E’ quanto si legge sempre ne “La grande inchiesta di REPORT sulla pandemia”. “Wenzhou, la città da cui proviene il novanta per cento degli immigrati cinesi in Italia, era stata messa in quarantena – sottolineano gli autori – Si sarebbe potuto già pensare che, se il Coronavirus era dilagato a Wenzhou e nello Zhejiang, allora poteva essere già arrivato in Italia da qualche settimana; l’alert della Protezione civile avrebbe potuto essere una spia utilissima per attivare misure di prevenzione in loco, nelle nostre città, e non solo limitazioni di facciata alle frontiere aeroportuali”. “A emergenza internazionale ormai dichiarata, lo stesso 3 febbraio, il direttore dello Spallanzani Giuseppe Ippoliti- secondo Report, avrebbe rassicurato tutti i presenti alla riunione della task force prevedendo l’attenuazione del virus. Silvio Brusaferro e Giovanni Rezza, che nel frattempo era diventato il direttore generale della Prevenzione al ministero al posto di D’Amario – si legge, come riporta Adnkronos, avrebbero spiegato che si sarebbe trattato di ‘dati sono sovrapponibili a quelli dell’influenza’, che faceva morti senza fare notizia. Insomma, era tutta colpa, come al solito, di giornalisti esagerati che creano inutili allarmi”, aggiungono gli autori.

 “Nuove battaglie si profilano già all’orizzonte” e “il tempo di prepararsi è adesso. Perché questo libro sia utile dobbiamo poter identificare quella che potrebbe diventare la prossima minaccia: si tratta dei batteri resistenti ai farmaci, e per organizzare la controffensiva occorre capire che cosa abbiamo sbagliato con il Covid-19”.

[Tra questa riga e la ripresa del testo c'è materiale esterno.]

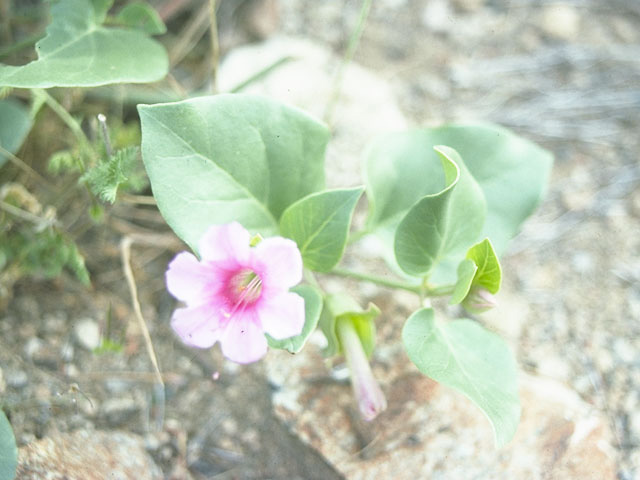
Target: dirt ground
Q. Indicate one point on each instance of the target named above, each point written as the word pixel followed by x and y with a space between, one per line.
pixel 564 74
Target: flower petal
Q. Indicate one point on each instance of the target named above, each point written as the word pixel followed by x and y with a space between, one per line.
pixel 278 262
pixel 282 316
pixel 224 243
pixel 198 326
pixel 243 340
pixel 189 280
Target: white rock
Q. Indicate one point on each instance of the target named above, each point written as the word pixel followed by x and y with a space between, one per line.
pixel 437 16
pixel 561 21
pixel 87 334
pixel 366 106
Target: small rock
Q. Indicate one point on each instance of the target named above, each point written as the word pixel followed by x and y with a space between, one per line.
pixel 561 22
pixel 87 334
pixel 430 431
pixel 624 350
pixel 32 347
pixel 17 379
pixel 468 6
pixel 117 386
pixel 437 16
pixel 67 351
pixel 87 455
pixel 118 411
pixel 582 262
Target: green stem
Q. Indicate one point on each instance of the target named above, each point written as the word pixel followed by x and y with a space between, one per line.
pixel 377 280
pixel 16 47
pixel 440 291
pixel 354 40
pixel 215 47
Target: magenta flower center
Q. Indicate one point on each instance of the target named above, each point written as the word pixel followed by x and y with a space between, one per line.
pixel 243 290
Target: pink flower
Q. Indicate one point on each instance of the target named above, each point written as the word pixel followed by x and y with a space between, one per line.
pixel 236 293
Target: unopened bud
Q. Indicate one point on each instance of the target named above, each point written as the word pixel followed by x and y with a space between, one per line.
pixel 479 300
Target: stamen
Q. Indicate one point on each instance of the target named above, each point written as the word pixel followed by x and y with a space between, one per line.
pixel 244 289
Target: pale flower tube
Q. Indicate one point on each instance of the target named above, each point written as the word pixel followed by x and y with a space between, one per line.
pixel 371 400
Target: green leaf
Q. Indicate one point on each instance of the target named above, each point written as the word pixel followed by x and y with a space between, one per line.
pixel 15 124
pixel 512 172
pixel 466 271
pixel 79 51
pixel 312 308
pixel 489 274
pixel 143 17
pixel 319 224
pixel 8 449
pixel 119 171
pixel 343 308
pixel 441 224
pixel 43 253
pixel 212 160
pixel 463 355
pixel 480 268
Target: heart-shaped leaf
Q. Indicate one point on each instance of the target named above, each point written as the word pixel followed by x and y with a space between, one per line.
pixel 79 51
pixel 312 309
pixel 441 224
pixel 15 124
pixel 212 160
pixel 512 172
pixel 481 267
pixel 319 224
pixel 8 450
pixel 463 355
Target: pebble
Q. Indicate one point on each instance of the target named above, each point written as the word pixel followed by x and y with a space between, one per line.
pixel 86 454
pixel 437 16
pixel 41 354
pixel 17 379
pixel 118 411
pixel 87 334
pixel 624 350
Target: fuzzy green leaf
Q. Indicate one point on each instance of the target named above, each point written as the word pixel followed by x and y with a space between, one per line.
pixel 78 51
pixel 312 309
pixel 489 274
pixel 120 171
pixel 212 160
pixel 319 224
pixel 15 124
pixel 442 224
pixel 466 271
pixel 8 449
pixel 463 355
pixel 402 168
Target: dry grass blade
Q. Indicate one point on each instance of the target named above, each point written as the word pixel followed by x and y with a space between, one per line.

Secondo gli autori, su questo fronte, “in Italia, il risultato in costi umani è di circa 11.000 morti all’anno, soprattutto fra pazienti fragili o deboli che contraggono le cosiddette ‘ica’ – le infezioni correlate all’assistenza – negli ospedali, nelle rsa, negli ambulatori e in altri ambienti simili. In Europa si stimano 700.000 infezioni antibiotico-resistenti e 33.000 morti ogni anno. Insomma, l’Italia conta circa un terzo di tutti i decessi europei, un campanello d’allarme che deve essere messo in relazione, pur con tutte le differenze rispetto al virus, con l’impreparazione che abbiamo sperimentato nei confronti del Sars-CoV-2. Basti pensare che una delle risposte più efficaci è la corretta igiene delle mani, che richiede l’approvvigionamento e la fornitura di dispenser di gel alcolici. Eppure, fino al 2020, quei dispenser non erano così ben diffusi e utilizzati nelle strutture di cura come oggi. Si stima che, in confronto ad altri paesi, una delle cause della più alta mortalità in Italia fra i pazienti Covid ospedalizzati sia proprio la presenza di fenomeni di amr (dall’inglese antimicrobial resistance, resistenza antimicrobica) nei luoghi di cura”.